Swiss specialty chemicals manufacturer Sika demonstrated again why it is such an alluring target for a hostile takeover by posting a 22% rise in net profits for 2016 and upwardly revising its strategic targets for the next few years.
On Friday, Sika announced record annual sales of CHF5.7 billion (up 5.5% on 2015) and profits of CHF567 million. The family-owned business said it has already outstripped its 2018 growth targets.
However, the family descendants of Sika’s founder are still intent on selling their 53% voting rights to French industrial conglomerate Saint-Gobain. If they succeed in the contentious sale of their shares, Sika would fall under Saint-Gobain’s control.
The French heavyweight company, which posted full year sales of €39 billion (CHF41.5 billion), reiterated on Thursday that it still had its sights set on Sika. Contained in the notes of its financial statement, Saint-Gobain said it could wait until the end of 2018 for the resolution of an ongoing legal battle in Switzerland concerning the takeover.
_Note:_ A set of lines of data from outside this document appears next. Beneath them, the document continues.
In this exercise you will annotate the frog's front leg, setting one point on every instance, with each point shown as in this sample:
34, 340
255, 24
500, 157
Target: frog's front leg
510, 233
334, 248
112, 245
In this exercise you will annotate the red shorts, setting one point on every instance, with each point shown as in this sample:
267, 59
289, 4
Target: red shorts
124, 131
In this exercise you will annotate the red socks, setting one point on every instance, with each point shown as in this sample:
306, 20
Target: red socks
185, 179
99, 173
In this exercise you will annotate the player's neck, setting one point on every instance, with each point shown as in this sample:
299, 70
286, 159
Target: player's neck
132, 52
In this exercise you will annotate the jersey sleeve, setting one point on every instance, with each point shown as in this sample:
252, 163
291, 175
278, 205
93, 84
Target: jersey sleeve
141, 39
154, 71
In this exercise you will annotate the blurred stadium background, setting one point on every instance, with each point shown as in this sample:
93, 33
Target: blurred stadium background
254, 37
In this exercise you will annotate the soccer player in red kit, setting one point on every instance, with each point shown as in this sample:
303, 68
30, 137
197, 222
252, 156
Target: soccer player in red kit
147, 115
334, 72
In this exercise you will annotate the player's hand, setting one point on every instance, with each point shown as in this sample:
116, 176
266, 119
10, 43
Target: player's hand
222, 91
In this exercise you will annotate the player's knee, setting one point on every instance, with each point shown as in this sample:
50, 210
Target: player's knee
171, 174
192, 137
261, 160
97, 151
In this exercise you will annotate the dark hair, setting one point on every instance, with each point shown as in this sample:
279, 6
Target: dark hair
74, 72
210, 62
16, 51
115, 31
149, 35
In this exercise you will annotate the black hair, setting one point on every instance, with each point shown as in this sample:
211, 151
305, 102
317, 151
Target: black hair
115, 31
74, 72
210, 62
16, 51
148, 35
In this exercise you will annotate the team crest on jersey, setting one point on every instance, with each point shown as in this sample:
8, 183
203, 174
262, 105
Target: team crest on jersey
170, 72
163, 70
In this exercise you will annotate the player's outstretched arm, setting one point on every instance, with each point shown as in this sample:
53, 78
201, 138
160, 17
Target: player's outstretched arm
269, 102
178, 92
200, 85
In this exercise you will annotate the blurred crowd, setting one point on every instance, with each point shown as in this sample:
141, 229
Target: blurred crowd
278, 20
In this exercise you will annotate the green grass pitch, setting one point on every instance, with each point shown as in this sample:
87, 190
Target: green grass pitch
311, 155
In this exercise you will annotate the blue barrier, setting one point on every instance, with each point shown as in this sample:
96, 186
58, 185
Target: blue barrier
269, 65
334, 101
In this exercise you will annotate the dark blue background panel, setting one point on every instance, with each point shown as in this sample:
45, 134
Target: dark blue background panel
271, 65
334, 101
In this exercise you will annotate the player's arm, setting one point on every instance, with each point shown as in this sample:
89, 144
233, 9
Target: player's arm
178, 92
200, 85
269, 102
The family owners of Sika, represented by their vehicle Schenker-Winkler Holding (SWH), is appealing a Zug court decision from October that upheld the Swiss company’s tactics in opposing the deal. Sika’s board are objecting to the takeover on the grounds that it was not consulted about negotiations and that a Saint-Gobain takeover would damage the company’s interests.
At a media presentation of Sika’s annual results on Thursday, company chief executive Jan Jenisch declined to comment on the takeover tussle.
Battle lines between Sika’s board and family owners will resume at the company’s annual general meeting on April 11. At the previous two AGMs, Sika’s board has controversially restricted SWH’s voting rights when it comes to electing directors. This tactic has blocked SWH from throwing out dissenting directors and replacing them with takeover-friendly personnel.
In the meantime, Sika keeps growing in all global markets, especially North America where sales rose 7.8% last year. Jenisch told journalists that the United States would be a key market after the election of President Donald Trump.
Sika could benefit from Trump’s infrastructure spending plans, including the proposed wall between the US and Mexico. “If Trump does actually build the wall, in whatever form it may take, then we would like to be involved,” Jenisch said.